Investigation by newspaper and TV station shows Ohio's background check system is unreliable

Ohio's computerized background check system has been flawed and unreliable for years, often failing to provide accurate information about convicted felons, according to an investigation by The Columbus Dispatch and WBNS-TV.

The fingerprint-based system operated by the Bureau of Criminal Investigation in the office of Attorney General Mike DeWine has wrongly indicated that thousands of criminals have clean records.

A review of thousands of pages of records by The Dispatch (http://bit.ly/1KanurX ) and WBNS (http://bit.ly/1DsoH9y ) revealed ongoing problems with the 15-year-old system, which is used for more than 1.3 million checks every year.

Thousands of intertwined criminal-conviction and fingerprint records with processing errors have hung in limbo in the system for months at a time, while records of convictions don't arrive promptly or at all, according to the media outlets.

Police officers and employers rely daily on the criminal background-check system, which DeWine describes as "critical for the safety of Ohio families."

The system is used to vet school teachers, foster parents, medical professionals, police officers, firefighters, day care and nursing home workers, gun owners seeking concealed-carry permits, and many others.

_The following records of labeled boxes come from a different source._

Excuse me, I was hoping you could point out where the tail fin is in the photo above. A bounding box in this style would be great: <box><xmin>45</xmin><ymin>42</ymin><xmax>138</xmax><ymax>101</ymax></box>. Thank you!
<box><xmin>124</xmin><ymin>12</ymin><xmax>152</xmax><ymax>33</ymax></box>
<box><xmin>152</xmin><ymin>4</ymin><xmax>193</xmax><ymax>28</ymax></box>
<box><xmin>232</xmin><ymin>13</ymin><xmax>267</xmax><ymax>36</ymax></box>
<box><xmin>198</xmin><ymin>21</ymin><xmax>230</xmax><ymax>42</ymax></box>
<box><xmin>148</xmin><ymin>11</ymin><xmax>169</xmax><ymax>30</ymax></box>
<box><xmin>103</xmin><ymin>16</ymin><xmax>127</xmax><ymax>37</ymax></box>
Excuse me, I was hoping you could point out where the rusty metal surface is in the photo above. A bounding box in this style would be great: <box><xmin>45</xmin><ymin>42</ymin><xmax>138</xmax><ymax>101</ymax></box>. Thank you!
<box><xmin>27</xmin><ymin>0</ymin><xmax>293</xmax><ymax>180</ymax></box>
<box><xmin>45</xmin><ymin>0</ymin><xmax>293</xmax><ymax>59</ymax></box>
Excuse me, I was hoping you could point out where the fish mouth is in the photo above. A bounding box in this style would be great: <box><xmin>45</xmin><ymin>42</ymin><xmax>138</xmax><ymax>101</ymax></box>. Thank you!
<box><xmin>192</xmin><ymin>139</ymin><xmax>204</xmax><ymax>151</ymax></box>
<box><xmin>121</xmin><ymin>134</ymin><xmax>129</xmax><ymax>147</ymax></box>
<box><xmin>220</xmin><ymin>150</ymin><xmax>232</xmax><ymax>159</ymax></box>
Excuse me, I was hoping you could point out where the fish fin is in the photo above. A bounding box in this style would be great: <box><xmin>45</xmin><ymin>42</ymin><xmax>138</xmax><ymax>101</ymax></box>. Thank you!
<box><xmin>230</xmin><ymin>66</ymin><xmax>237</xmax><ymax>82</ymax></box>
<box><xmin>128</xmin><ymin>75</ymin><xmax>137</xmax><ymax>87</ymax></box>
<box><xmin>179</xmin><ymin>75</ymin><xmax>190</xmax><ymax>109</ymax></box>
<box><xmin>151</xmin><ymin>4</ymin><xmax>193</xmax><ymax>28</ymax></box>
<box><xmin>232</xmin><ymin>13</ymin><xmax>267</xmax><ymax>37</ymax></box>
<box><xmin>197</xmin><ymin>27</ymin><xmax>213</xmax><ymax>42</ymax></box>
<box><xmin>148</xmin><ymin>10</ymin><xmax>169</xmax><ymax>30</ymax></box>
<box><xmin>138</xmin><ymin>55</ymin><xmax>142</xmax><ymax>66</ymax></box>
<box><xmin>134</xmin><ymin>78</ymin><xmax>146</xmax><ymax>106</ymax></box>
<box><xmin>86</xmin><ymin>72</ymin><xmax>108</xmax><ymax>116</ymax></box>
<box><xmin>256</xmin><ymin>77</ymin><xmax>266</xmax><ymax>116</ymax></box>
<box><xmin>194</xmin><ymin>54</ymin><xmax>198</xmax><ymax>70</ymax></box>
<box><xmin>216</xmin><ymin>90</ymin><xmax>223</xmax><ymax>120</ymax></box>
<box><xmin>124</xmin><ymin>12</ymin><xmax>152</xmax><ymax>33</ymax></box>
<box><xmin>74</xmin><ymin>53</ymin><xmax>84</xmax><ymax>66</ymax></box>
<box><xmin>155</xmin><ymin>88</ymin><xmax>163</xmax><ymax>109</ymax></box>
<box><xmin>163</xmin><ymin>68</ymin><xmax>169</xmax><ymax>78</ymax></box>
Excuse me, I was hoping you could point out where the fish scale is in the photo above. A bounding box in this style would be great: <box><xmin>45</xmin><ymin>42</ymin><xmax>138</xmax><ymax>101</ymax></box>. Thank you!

If the system doesn't work, felons can be hired for jobs they should not have landed, police officers might not know they just stopped a person with a history of violence, and ex-convicts could be approved to carry handguns.

State officials say the problems are leading them to crack down on the system contractor and buy a multimillion-dollar replacement.

"We inherited kind of a Model T (information technology) system," DeWine said, adding that the system has required constant upgrades. "Going back years and years, nothing had been done, really, to bring it up to date."

DeWine likens the challenge of fixing the background-check system to changing an engine in an airplane while it is flying.

"We're better than we were," he said.

Ohio's criminal-history system is tied to fingerprints submitted by police agencies and courts after people are convicted of crimes. Private-sector and government employers also submit fingerprints to learn whether would-be employees have records.